Afterwards, I kept asking: what does this mean.
Some answers I have been given: the crow is a bad omen, the crow means death, the crow is a trickster, it is a message from a loved one who has died, the crow means you will come into money, the crow means you will lose your health, or it is trying to tell you something, but it could be a ruse or an accident, and you won’t know what it is trying to tell you until it actually happens, and then you’ll only know what it means in hindsight. A crow is not a raven.
It means this is the year we give up on facts in favour of superstition.
Another answer: it means it is nesting and protecting its young. 

I learn that one crow is bad luck, but two crows are good. In general, but not always. I read that crows can remember a human face for five years, and they will also remember the nature of the encounter. I learn crows don’t typically swoop to protect their young and they have copied this behaviour from magpies. I watch a YouTube video of a crow swooping a woman in Ohio, who runs away in fright, leaving her shopping bags strewn across the pavement. The crow sits on the concrete, triumphant, before harvesting the discarded toilet paper. I read that crows have the ability to exploit edge habitats. Warmer winters have disrupted the magpie swooping ‘season’ and now it will stretch out to the end of November. A newspaper article advises that being swooped may look comical to a passer-by, but it can be a terrifying experience for the swoopee. A local cyclist throws his helmet at a bird and shakes his fist. I download the magpie watch app on my phone, but there is no mention of a crow.

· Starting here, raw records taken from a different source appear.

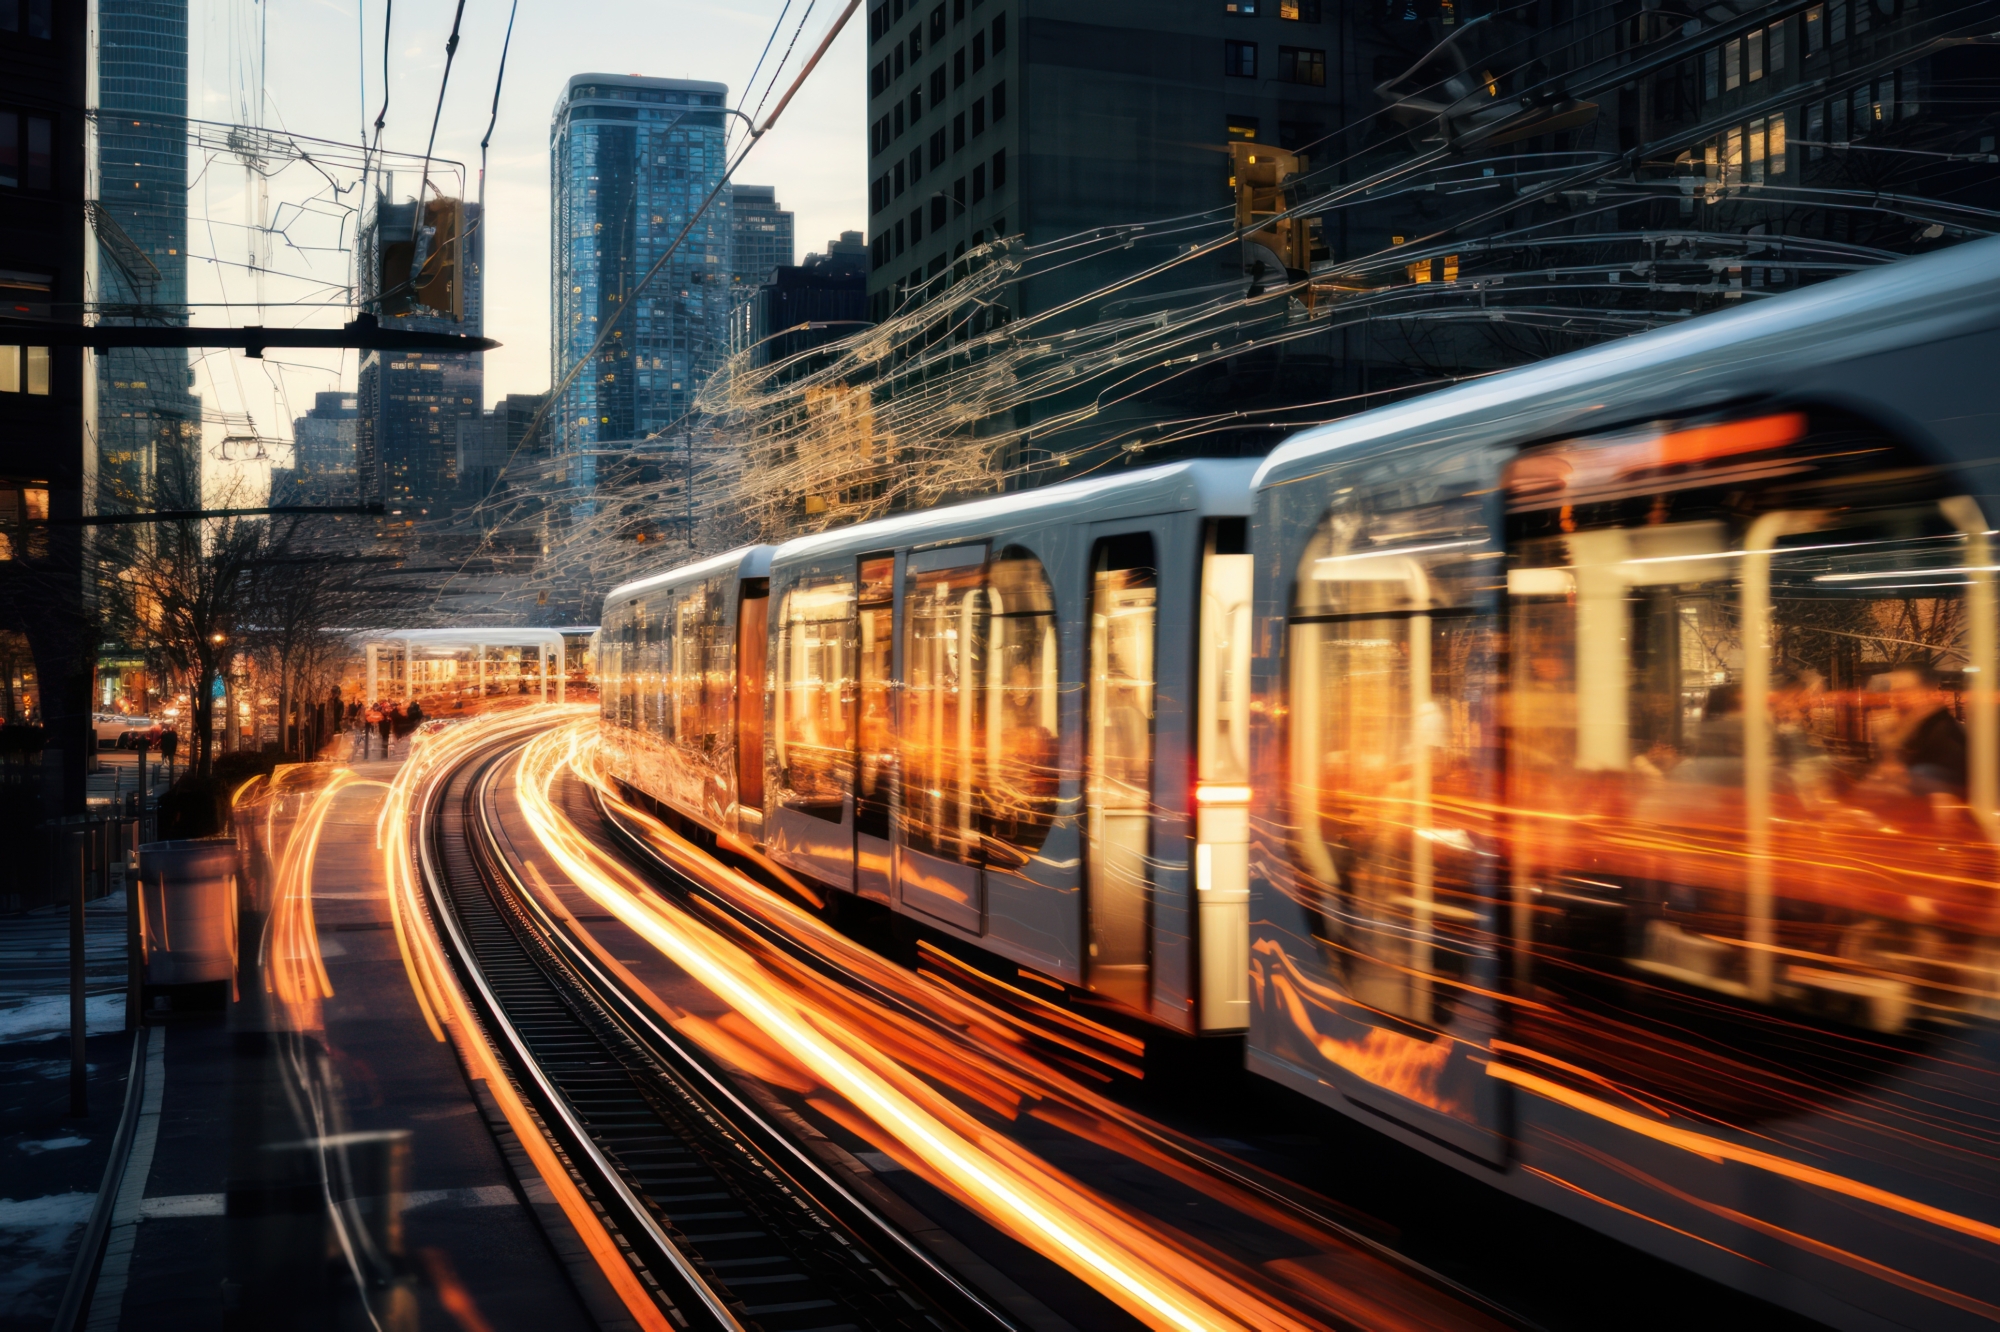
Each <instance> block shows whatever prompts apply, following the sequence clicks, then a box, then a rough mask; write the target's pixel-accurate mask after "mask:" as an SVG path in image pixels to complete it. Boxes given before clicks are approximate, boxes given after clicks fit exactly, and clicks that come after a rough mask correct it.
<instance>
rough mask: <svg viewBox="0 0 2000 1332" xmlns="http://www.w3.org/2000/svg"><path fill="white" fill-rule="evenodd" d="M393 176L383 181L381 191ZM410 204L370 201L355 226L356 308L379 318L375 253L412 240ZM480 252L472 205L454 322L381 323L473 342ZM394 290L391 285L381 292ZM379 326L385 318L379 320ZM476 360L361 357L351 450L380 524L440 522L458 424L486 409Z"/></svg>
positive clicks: (478, 272)
mask: <svg viewBox="0 0 2000 1332" xmlns="http://www.w3.org/2000/svg"><path fill="white" fill-rule="evenodd" d="M392 188H394V178H390V190H392ZM414 212H416V204H414V202H402V204H392V202H388V200H386V198H378V200H376V214H374V218H370V222H368V224H366V226H364V228H362V242H360V272H362V308H364V310H380V308H382V300H384V294H386V296H388V298H390V302H394V300H396V296H398V294H402V296H408V292H396V290H388V292H384V276H382V250H384V246H388V244H398V242H406V240H408V238H410V236H414V230H412V222H414ZM484 250H486V246H484V240H482V228H480V208H478V204H466V208H464V240H462V256H460V262H462V268H460V284H462V292H464V320H452V318H450V316H446V314H442V312H432V310H428V308H424V306H420V304H418V306H412V312H408V314H400V316H390V318H394V320H396V322H398V324H406V326H408V328H416V330H424V332H452V334H468V336H478V334H480V328H482V308H484V296H482V280H480V256H482V254H484ZM390 286H394V284H390ZM384 322H388V320H384ZM484 366H486V358H484V356H482V354H480V352H362V368H360V386H358V392H356V398H358V408H360V428H358V432H356V434H358V438H356V452H358V462H360V474H362V494H364V496H368V498H380V500H382V502H384V506H386V508H388V514H386V524H388V526H390V528H392V530H394V528H414V526H416V522H418V520H422V518H442V516H444V514H446V510H448V508H450V504H452V500H454V494H456V490H458V420H460V418H466V416H470V418H474V420H478V416H480V410H482V408H484V406H486V388H484V386H486V374H484Z"/></svg>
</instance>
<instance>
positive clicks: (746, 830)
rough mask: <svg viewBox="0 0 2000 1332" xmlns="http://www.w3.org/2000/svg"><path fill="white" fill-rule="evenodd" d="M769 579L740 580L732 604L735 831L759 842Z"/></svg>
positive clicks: (769, 590) (762, 816)
mask: <svg viewBox="0 0 2000 1332" xmlns="http://www.w3.org/2000/svg"><path fill="white" fill-rule="evenodd" d="M768 628H770V578H744V580H742V592H740V594H738V602H736V832H740V834H742V836H744V838H748V840H750V842H762V840H764V660H766V656H768V644H766V638H764V634H766V632H768Z"/></svg>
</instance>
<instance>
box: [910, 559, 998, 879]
mask: <svg viewBox="0 0 2000 1332" xmlns="http://www.w3.org/2000/svg"><path fill="white" fill-rule="evenodd" d="M988 550H990V544H988V542H984V540H978V542H958V544H952V546H932V548H928V550H916V552H910V556H906V560H904V574H902V588H900V610H902V626H900V648H902V672H900V690H898V708H896V716H898V726H896V756H898V758H896V772H898V794H900V798H898V800H896V824H898V828H900V834H902V844H904V846H908V848H910V850H918V852H924V854H928V856H938V858H940V860H952V862H958V864H980V860H982V838H980V830H978V806H980V802H978V798H976V796H974V788H972V776H974V774H976V772H978V750H976V746H974V736H976V718H978V706H976V692H978V678H980V674H982V660H980V652H982V648H984V632H982V628H980V620H982V618H984V616H986V562H988ZM964 578H970V586H962V588H958V596H956V598H954V600H952V610H950V616H956V618H958V620H960V626H958V628H956V630H954V632H962V634H966V642H964V648H962V650H960V652H958V654H956V656H954V650H952V648H946V646H938V648H926V644H930V642H936V644H944V642H946V630H944V628H938V632H936V636H934V638H928V636H926V634H924V632H922V628H920V626H932V624H938V626H942V624H944V618H946V616H940V614H928V612H926V610H924V606H922V604H920V598H924V596H926V592H930V590H932V588H936V590H940V592H942V594H944V596H952V582H954V580H964ZM946 710H948V712H950V726H952V730H954V732H956V736H958V746H956V762H958V764H962V770H960V772H958V774H954V772H952V766H954V764H952V760H950V758H948V754H950V752H952V750H950V748H946V746H942V744H934V742H932V740H934V736H932V732H934V730H938V728H942V726H944V712H946ZM930 778H936V784H932V780H930ZM912 796H914V798H912Z"/></svg>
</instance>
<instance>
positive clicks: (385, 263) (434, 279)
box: [380, 198, 466, 320]
mask: <svg viewBox="0 0 2000 1332" xmlns="http://www.w3.org/2000/svg"><path fill="white" fill-rule="evenodd" d="M464 216H466V206H464V202H462V200H456V198H434V200H426V202H424V224H422V228H418V234H416V238H414V240H388V242H384V244H382V288H380V290H382V314H384V316H400V314H410V312H412V308H414V306H424V308H428V310H434V312H438V314H444V316H448V318H452V320H464V318H466V300H464V284H462V270H460V250H462V234H464ZM418 256H422V260H420V258H418Z"/></svg>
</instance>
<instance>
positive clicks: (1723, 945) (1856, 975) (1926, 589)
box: [1508, 412, 2000, 1098]
mask: <svg viewBox="0 0 2000 1332" xmlns="http://www.w3.org/2000/svg"><path fill="white" fill-rule="evenodd" d="M1508 512H1510V518H1508V526H1510V538H1508V548H1510V550H1508V562H1510V568H1508V592H1510V602H1512V616H1510V620H1512V628H1510V636H1512V700H1510V730H1512V762H1510V774H1508V782H1510V790H1508V806H1510V808H1512V810H1514V816H1516V822H1514V846H1512V876H1514V902H1516V912H1514V932H1516V942H1518V944H1520V946H1522V952H1524V954H1526V956H1532V980H1534V984H1536V986H1538V988H1540V990H1542V992H1544V994H1548V996H1568V998H1572V1000H1578V1002H1590V1000H1602V998H1620V996H1624V998H1626V1000H1630V998H1632V996H1638V998H1640V1000H1644V1002H1648V1004H1680V1006H1682V1008H1684V1010H1690V1012H1692V1010H1694V1008H1700V1006H1702V1004H1706V1006H1710V1008H1714V1004H1716V1002H1718V1000H1720V1002H1722V1004H1724V1006H1726V1008H1730V1006H1748V1008H1750V1010H1752V1012H1782V1014H1786V1018H1788V1020H1798V1018H1804V1020H1810V1022H1824V1024H1832V1026H1834V1028H1844V1030H1856V1028H1860V1030H1866V1032H1872V1034H1876V1036H1892V1038H1894V1036H1902V1034H1914V1032H1916V1030H1920V1028H1922V1026H1924V1024H1926V1022H1936V1020H1952V1016H1954V1014H1962V1012H1968V1010H1984V1008H1990V1006H1992V990H1994V984H1992V974H1994V972H1992V956H1994V946H1992V940H1994V926H1996V920H1994V890H1992V884H1994V880H1996V870H2000V858H1996V854H1994V834H1996V832H2000V830H1996V824H1994V808H1996V782H2000V768H1996V756H2000V736H1996V718H1994V692H1992V686H1990V680H1992V672H1994V634H1996V626H1994V550H1992V536H1990V530H1988V528H1990V520H1988V516H1984V514H1982V512H1980V508H1978V506H1976V504H1974V502H1972V500H1970V498H1966V496H1962V494H1956V490H1954V488H1952V486H1950V484H1948V482H1946V478H1942V476H1940V474H1938V472H1936V470H1930V468H1926V466H1922V464H1920V462H1918V460H1914V458H1912V456H1910V454H1908V452H1906V450H1902V448H1898V446H1896V444H1894V442H1890V440H1888V438H1884V436H1882V434H1880V432H1876V430H1872V428H1868V426H1862V424H1858V422H1852V420H1844V418H1832V416H1826V418H1822V416H1808V414H1802V412H1786V414H1768V416H1756V418H1750V420H1734V422H1718V424H1658V426H1646V428H1638V430H1630V432H1624V434H1618V436H1614V438H1598V440H1584V442H1564V444H1552V446H1542V448H1536V450H1528V452H1524V454H1522V456H1520V458H1518V460H1516V462H1514V464H1512V468H1510V472H1508ZM1674 996H1682V998H1680V1000H1676V998H1674ZM1688 1030H1692V1028H1688ZM1556 1036H1558V1034H1556V1032H1550V1034H1548V1038H1556ZM1572 1038H1574V1040H1578V1042H1580V1044H1588V1042H1590V1038H1588V1036H1576V1034H1572ZM1792 1044H1794V1046H1796V1042H1792ZM1688 1076H1690V1080H1692V1078H1696V1076H1698V1074H1696V1070H1694V1068H1690V1070H1688ZM1718 1082H1720V1080H1718ZM1740 1094H1742V1096H1750V1098H1754V1096H1760V1094H1764V1092H1758V1090H1754V1088H1750V1086H1744V1088H1740ZM1710 1098H1712V1092H1710Z"/></svg>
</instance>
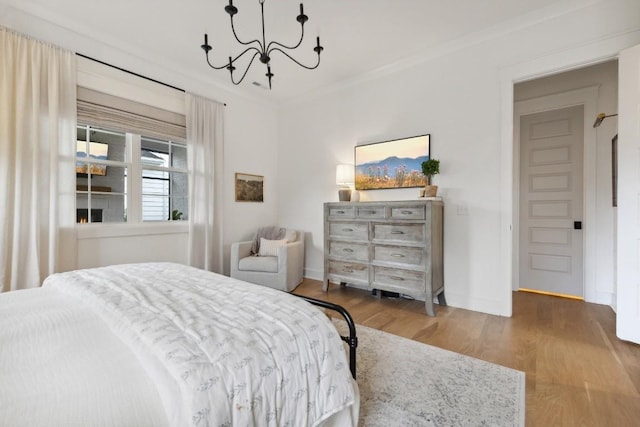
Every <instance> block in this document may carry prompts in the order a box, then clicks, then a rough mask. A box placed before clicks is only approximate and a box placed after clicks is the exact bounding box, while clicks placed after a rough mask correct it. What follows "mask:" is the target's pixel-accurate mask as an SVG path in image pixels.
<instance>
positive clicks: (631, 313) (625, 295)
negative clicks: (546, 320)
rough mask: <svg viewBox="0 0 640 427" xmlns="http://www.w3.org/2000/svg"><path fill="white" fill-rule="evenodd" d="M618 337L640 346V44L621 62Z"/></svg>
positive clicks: (633, 48) (625, 55)
mask: <svg viewBox="0 0 640 427" xmlns="http://www.w3.org/2000/svg"><path fill="white" fill-rule="evenodd" d="M618 73H619V83H618V84H619V86H618V107H619V109H618V113H619V116H618V233H617V235H618V247H617V249H618V250H617V257H618V260H617V266H618V268H617V272H618V275H617V276H618V280H617V294H618V300H617V322H616V334H617V335H618V337H619V338H622V339H624V340H628V341H633V342H636V343H640V45H639V46H635V47H632V48H630V49H627V50H625V51H623V52H621V54H620V61H619V63H618Z"/></svg>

It is the end of the year, the last week before summer, and this is what I have for you—days marked by the patterns of a crow. Not one crow, really, but a family of crows, nesting in the trees across the road. Once, I saw all three adolescents lined up in a row, like a Disney film, with Mother Crow doling out food in individual portions.

But as soon as the crows hear me typing on my laptop, they start dancing on my roof, laughing at such graceless attempts to anthropomorphise their behaviour; they start playing call-and-response from the other roofs along the street, or from the tops of the unused chimneys, or from the telephone poles. The crows start dropping hints about the (very) large number of other writers who have written about them before. (Max Porter’s ‘Crow’: I’m a template. I know that, he knows that. A myth to be slipped in.) The crows and I gather around our imaginary and summer-proof end-of-year bonfire to discuss what this means.

A crow turns up at endings, is what we decide. A crow appears at the cusp or the edge of one thing when it is about to twist into another, is the consensus of the flock. The crow says a change is as good as a holiday. Maybe you’re asking the wrong questions, and maybe it’s not about what it means or what you have learnt, but about what you have forgotten. Remember how you said it was tentative and moveable. Remember how you said it was a proposition and not an inevitability, and that you liked how this felt, how this meant it was a bargain that could unravel itself whenever it was required. Remember how you said fragility meant power, which was another way of saying nothing was fixed, which was another way of saying you were always as much about de-creation as you were about creation. Remember when you said you were secure in your insecurity, in the not-knowing as much as the knowing, and rather than making you uneasy, this made you lighter and less willing to read the same words over and over again in different arrangements. Remember how you didn’t realise, when you started, the longer something continues the more it will appear certain to continue.

Remember, says the family of crows. Realise that now might be the time for the conjuring trick. Realise now might be the time when you unzip one kind of animal and reveal another animal inside of it.